武田砂鉄さんの『紋切型社会』(朝日出版社)を読んでの感想の一部なのだが、「言葉は背骨がないと出てこない」とは「なるほど」である。
ここで氏が同世代もしくは下の世代に感じている「背骨」のなさは政治業界にいてしばしば感じる事である。

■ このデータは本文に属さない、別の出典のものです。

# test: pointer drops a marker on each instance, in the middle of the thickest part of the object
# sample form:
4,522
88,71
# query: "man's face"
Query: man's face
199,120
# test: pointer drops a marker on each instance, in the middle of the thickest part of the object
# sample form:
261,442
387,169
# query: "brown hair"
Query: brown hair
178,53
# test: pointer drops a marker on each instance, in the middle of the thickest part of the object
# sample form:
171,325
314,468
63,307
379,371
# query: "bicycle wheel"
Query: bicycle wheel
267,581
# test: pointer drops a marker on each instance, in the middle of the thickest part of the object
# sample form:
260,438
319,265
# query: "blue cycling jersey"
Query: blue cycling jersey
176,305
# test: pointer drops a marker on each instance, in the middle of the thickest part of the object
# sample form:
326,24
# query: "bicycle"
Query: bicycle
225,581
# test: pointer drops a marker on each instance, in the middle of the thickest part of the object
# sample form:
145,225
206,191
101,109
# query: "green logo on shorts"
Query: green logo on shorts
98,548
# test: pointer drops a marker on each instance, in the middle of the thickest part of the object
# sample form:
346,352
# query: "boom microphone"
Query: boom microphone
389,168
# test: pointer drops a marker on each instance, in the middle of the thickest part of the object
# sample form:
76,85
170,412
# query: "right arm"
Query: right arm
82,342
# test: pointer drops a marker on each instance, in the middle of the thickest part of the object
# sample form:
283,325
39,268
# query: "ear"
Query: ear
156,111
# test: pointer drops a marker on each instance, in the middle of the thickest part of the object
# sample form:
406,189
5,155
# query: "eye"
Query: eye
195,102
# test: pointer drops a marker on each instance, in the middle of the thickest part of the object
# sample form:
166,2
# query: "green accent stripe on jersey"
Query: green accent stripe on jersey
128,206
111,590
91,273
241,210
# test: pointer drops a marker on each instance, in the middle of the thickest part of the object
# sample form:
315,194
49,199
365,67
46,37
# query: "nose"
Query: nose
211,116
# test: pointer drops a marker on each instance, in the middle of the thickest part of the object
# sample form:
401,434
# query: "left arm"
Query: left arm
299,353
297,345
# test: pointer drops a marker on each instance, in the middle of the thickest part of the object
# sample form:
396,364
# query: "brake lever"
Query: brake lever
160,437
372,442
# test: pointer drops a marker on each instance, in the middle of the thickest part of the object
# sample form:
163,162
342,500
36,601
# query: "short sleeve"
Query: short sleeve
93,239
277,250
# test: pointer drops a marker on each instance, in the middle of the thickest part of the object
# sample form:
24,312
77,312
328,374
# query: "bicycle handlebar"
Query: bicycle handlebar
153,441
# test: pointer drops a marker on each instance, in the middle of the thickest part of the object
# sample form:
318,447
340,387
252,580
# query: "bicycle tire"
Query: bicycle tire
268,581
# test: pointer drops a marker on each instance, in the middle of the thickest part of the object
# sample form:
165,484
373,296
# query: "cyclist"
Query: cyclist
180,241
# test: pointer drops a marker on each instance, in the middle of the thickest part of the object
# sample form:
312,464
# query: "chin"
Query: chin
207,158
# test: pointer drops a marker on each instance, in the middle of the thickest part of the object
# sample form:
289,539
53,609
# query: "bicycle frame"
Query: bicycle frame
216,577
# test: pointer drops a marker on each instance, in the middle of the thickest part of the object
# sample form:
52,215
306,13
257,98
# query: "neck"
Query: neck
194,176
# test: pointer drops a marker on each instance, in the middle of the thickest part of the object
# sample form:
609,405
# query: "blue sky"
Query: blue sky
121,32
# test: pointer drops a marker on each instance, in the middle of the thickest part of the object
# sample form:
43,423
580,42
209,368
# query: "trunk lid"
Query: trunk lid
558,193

どんな政治課題に関しても、また地元活動やプライベートな場面ですら「紋切型」でしか語れない政治家がいかに多いことか。
「つまんねー」
まあ、かといって、大したことでないことをデフォルメして書いたり、
人の書いたもんをカットアンドペースとして、ちょっと加工して、さも自分が考えたようなものとしてしらっと発表するのもどうかと思うけどね。
それはそれで背骨が曲がっとるぜ。
以前も書いたけど。
『青鞜』じゃないけれども、それぞれが真剣勝負で書いて、批評し合う「論壇」が今こそ必要なのだと思う。
右も左も関係なく。 そ
ういう作業を「面倒臭い」「時間がない」と言って避けているうちに「言葉」を鍛錬する機会がなくなり、いつしか「ワンフレーズ・劇場型」のセールストーク、もしくは一歩間違うと人心を惑わすペテン政治が生まれる土壌ともなっていくような。
どちらも感度が低くなっているからこそ、社会が「紋切型」となっているからこそ、それは成立するにかもしれない。
思わず、背中に手を伸ばして自分の背骨を確認しながら、そんなことを思う。